Un sombre bonheur : retour sur l’affaire Battisti
Il y a des crimes qui n’en finissent pas d’être commis. Ils ont tué puis ont été discutés, défendus, voire absous, ils pourrissent les esprits et continuent de révolter, souvent dans l’indifférence générale. J’ai pensé longtemps qu’il en serait ainsi pour le dossier de Cesare Battisti. Que pouvait peser la vérité en face du matraquage audiovisuel dont ont bénéficié les seuls apologistes de cet individu, que pouvait peser l’indignation en face de Fred Vargas, de Bernard-Henry Levy et de tous ceux qui, par commodité ou snobisme, ont suivi les traces de ces illustres éclaireurs ? La formidable lucidité que donne, pour les imbéciles, le fait de n’avoir rien connu d’une affaire, de ne pas porter dans son être les stigmates laissés par le crime, comme une marque de fabrique !
Mais il ne faut jamais désespérer. Dans Le nouvel observateur de cette semaine, un article de Marcelle Padovani est consacré au livre d’Alberto Torregia, J’étais en guerre et je ne le savais pas. La journaliste nous décrit le drame de l’auteur, sa détresse aussi, puis sa volonté, sa révolte, son combat, enfin ses certitudes. C’est l’honneur de cet hebdomadaire que d’avoir le premier ouvert la porte à la restauration de la vérité, à la force de la contradiction.

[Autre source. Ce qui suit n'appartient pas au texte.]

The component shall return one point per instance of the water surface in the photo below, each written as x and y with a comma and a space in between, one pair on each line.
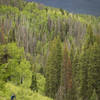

Qui est Alberto Torregiani ? Le fils de Pierluigi Torregiani, bijoutier milanais assassiné par les Prolétaires armés pour le communisme (les PAC), pour le punir d’avoir résisté lors d’une précédente attaque à main armée. Alberto, lui, sera atteint d’une balle perdue à la colonne vertébrale. Il est resté paraplégique. Il lui aura fallu beaucoup de temps pour accepter de remettre sa mémoire, qui avait tout voulu effacer, au coeur de cette horrible tragédie. Il l’a fait en écrivant ce livre en 2004.
Guillaume Perrault, étayant sa démonstration sur les incontestables sources judiciaires italiennes, humiliées d’avoir été prises pour du vent, avait lumineusement démontré les charges pesant sur Battisti et sa participation notamment à cet assassinat.
Battisti a fui deux fois. Condamné par contumace à la prison à vie en Italie, il se réfugie en France en 1990. Le 10 février 2004, il est arrêté. Libéré sous la pression d’une classe intellectuelle qui se portait garante de cet honnête homme - pensez donc, un auteur ! -, il en profite pour disparaître au mois de mars 2004, contrairement aux engagements pris devant la juridiction qui lui avait accordé du crédit.
Qu’à cela ne tienne, tout s’explique. Sa double fuite est le signe éclatant de son innocence, et ceux qui l’accablent ou qui doutent seulement sont des malfaisants qui n’ont pas le sens de l’écoulement du temps ni celui de l’histoire. Le disparu publie même un livre célébré comme il se doit, et BHL se commet à lui rédiger une préface. Bref, Battisti gagne sur tous les tableaux.
Et Alberto Torregiani vient gâter ce magnifique tableau de l’innocent pourchassé, qui fait si chaud au coeur de ceux qui désespérément cherchent des causes à défendre plus que des vérités à dire. Il a tout lu, tout vu, tout repris à zéro. Il a le temps, il ne peut plus bouger. Il a étudié les 150 000 pages du dossier d’instruction et sa conclusion est claire, irréfutable : Battisti est coupable de l’assassinat de son père.
J’entends bien que, pour beaucoup de partisans de Battisti, les preuves sont secondaires. Elles sont même importunes, puisqu’une seconde, elles viennent altérer la pureté du combat politique ou, mieux encore, du soutien christique !
Mais tout de même ! Le moment venu, le livre traduit, les médias, qui ont "servi la soupe" à une vision unilatérale et confortable de l’affaire Battisti, vont-ils au moins convier Alberto Torregiani à compléter douloureusement la part occultée de la réalité, vont-ils accepter de mettre en scène la vérité plus que les célébrités ? Ce serait la moindre des élégances. A défaut, Guillaume Perrault et Marcelle Padovani constitueraient déjà d’heureux précurseurs.
Ce devrait être une démarche évidente, mais j’entends déjà des phrases : c’est trop tard, on ne peut pas faire ça, cela intéresse qui, l’intelligentsia va protester. Je crains ces atermoiements, ces abstentions que la mauvaise conscience se fabrique pour continuer à s’aimer contre vents, marées et émissions.
La lecture de cet article, dans le NO, m’a procuré un bonheur sombre. Durant quelques minutes, la justice a vaincu le crime et le mensonge.